Di seguito i punti fondamentali:
• L’obbligo della corretta etichettatura ricade sul produttore d’imballaggi.
• L’identificazione dei materiali d’imballaggio, non prevede i materiali autoadesivi (materiali composti in quanto costituiti da un frontale in carta o plastica più uno strato di adesivo).

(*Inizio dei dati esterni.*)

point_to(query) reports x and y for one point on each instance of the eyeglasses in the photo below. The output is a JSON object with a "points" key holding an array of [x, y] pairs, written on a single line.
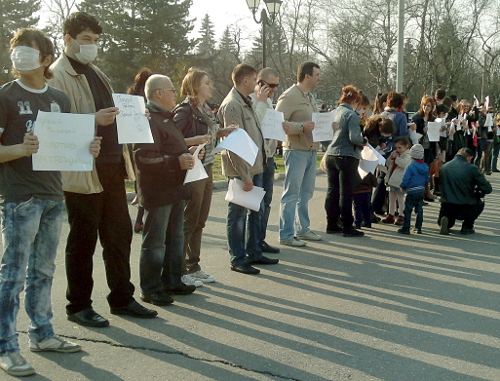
{"points": [[270, 85], [173, 90]]}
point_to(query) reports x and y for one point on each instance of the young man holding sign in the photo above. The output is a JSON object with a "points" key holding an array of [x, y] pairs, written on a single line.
{"points": [[237, 109], [31, 203], [96, 201], [299, 153], [267, 84]]}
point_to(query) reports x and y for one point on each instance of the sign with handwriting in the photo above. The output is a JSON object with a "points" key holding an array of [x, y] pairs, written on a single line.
{"points": [[132, 123], [64, 142]]}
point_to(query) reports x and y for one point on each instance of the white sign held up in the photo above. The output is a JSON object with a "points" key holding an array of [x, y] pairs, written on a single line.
{"points": [[131, 122], [323, 126], [272, 125], [64, 142]]}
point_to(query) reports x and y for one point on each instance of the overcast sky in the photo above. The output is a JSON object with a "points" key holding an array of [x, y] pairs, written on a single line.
{"points": [[221, 12]]}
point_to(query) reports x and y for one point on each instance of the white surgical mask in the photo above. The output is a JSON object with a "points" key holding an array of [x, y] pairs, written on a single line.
{"points": [[87, 53], [25, 58]]}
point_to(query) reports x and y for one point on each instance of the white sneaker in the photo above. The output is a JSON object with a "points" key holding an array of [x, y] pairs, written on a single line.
{"points": [[55, 344], [310, 236], [294, 242], [188, 280], [203, 276], [15, 365]]}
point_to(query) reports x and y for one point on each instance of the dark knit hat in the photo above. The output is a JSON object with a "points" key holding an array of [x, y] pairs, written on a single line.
{"points": [[417, 152]]}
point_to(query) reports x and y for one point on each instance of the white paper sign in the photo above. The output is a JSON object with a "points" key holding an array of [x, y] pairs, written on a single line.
{"points": [[433, 131], [323, 126], [489, 121], [198, 172], [238, 196], [370, 160], [132, 123], [64, 142], [272, 125], [240, 143]]}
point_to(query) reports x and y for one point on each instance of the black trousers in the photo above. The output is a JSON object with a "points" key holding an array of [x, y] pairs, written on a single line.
{"points": [[467, 213], [104, 215], [341, 173]]}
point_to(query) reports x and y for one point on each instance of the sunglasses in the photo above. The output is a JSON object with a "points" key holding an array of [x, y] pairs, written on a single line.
{"points": [[270, 85]]}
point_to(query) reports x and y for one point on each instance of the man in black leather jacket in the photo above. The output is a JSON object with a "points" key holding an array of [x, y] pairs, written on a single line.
{"points": [[462, 187]]}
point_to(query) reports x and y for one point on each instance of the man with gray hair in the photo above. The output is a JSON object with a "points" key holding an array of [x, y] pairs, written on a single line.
{"points": [[161, 168], [267, 84]]}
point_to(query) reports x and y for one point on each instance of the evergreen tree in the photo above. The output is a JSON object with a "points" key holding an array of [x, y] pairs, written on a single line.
{"points": [[206, 47], [14, 14], [139, 33], [226, 43]]}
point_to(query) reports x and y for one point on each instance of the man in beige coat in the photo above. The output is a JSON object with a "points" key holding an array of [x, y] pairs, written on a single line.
{"points": [[299, 153], [236, 109], [96, 201]]}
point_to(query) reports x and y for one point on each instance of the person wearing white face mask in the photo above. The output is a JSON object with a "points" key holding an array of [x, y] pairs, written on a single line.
{"points": [[96, 201], [31, 203]]}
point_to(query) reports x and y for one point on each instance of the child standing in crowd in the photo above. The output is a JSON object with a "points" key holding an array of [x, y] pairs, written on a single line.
{"points": [[361, 197], [397, 163], [414, 179]]}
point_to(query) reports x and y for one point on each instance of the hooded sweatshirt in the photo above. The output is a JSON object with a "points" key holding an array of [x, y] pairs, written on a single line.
{"points": [[415, 177]]}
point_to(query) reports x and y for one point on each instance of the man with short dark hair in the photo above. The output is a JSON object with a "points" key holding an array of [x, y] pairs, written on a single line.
{"points": [[236, 109], [31, 203], [96, 201], [462, 187], [300, 156]]}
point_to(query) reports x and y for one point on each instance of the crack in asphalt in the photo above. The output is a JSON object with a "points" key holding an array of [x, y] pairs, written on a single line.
{"points": [[180, 353]]}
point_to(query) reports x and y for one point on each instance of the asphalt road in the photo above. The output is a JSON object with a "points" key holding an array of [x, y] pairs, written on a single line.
{"points": [[381, 307]]}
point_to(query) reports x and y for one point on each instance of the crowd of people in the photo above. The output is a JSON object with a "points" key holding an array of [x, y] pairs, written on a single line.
{"points": [[172, 214]]}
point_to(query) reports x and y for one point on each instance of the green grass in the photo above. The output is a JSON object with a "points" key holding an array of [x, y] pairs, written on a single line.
{"points": [[217, 169]]}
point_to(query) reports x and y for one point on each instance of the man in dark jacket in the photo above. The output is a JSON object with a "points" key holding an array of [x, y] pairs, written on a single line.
{"points": [[462, 187], [161, 168]]}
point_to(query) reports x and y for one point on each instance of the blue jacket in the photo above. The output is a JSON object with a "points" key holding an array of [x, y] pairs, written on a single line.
{"points": [[347, 139], [415, 177]]}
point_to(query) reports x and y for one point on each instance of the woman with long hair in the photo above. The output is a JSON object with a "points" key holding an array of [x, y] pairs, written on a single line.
{"points": [[195, 118], [342, 163], [138, 89], [425, 114]]}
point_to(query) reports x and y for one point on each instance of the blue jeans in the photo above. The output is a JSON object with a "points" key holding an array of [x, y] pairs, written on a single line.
{"points": [[30, 233], [160, 264], [243, 223], [414, 200], [268, 185], [298, 189]]}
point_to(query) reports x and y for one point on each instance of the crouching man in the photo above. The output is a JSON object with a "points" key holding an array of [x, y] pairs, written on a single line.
{"points": [[462, 187]]}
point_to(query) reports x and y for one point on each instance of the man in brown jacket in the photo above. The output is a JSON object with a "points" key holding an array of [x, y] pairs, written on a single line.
{"points": [[96, 201], [236, 109]]}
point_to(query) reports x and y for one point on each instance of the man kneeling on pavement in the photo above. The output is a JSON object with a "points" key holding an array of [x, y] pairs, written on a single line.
{"points": [[462, 188]]}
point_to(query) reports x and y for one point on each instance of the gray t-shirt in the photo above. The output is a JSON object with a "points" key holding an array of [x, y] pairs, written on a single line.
{"points": [[19, 106]]}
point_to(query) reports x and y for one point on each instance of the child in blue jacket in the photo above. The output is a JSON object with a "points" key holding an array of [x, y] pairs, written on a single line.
{"points": [[413, 184]]}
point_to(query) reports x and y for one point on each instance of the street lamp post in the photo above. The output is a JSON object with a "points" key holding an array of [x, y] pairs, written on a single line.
{"points": [[267, 18]]}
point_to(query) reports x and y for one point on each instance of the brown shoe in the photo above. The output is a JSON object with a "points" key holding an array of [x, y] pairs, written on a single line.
{"points": [[400, 220], [389, 219]]}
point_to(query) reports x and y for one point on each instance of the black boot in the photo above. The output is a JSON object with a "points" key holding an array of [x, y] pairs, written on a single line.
{"points": [[437, 187]]}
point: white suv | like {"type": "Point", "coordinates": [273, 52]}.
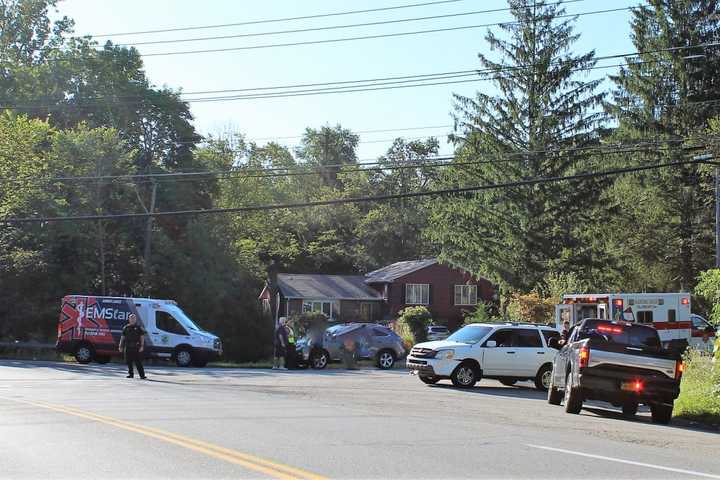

• Ai fini dell’identificazione del materiale di imballaggio, sugli imballi composti va applicata la codifica prevista all’Allegato VII della Decisione 97/129/CE solo laddove il materiale di imballaggio secondario superi il 5% del peso totale dell’imballaggio; in caso contrario, non si utilizzerà la codifica prevista dall’Allegato VII ma quella degli imballaggi monomateriali in funzione del materiale prevalente in peso.
• Sulla base delle regolamentazioni in essere, non disponiamo di regole certe e chiare sulla simbologia da proporvi a supporto della corretta identificazione del vostro imballaggio.
• In virtù delle evidenti incertezze e criticità nell’attuazione del Decreto legislativo in oggetto, tante associazioni di categoria, tra cui Assografici e Confindustria insieme a CONAI, si sono attivate nel sollecitare chiarimenti al Ministero dell’Ambiente, per consentire la corretta applicazione della legge.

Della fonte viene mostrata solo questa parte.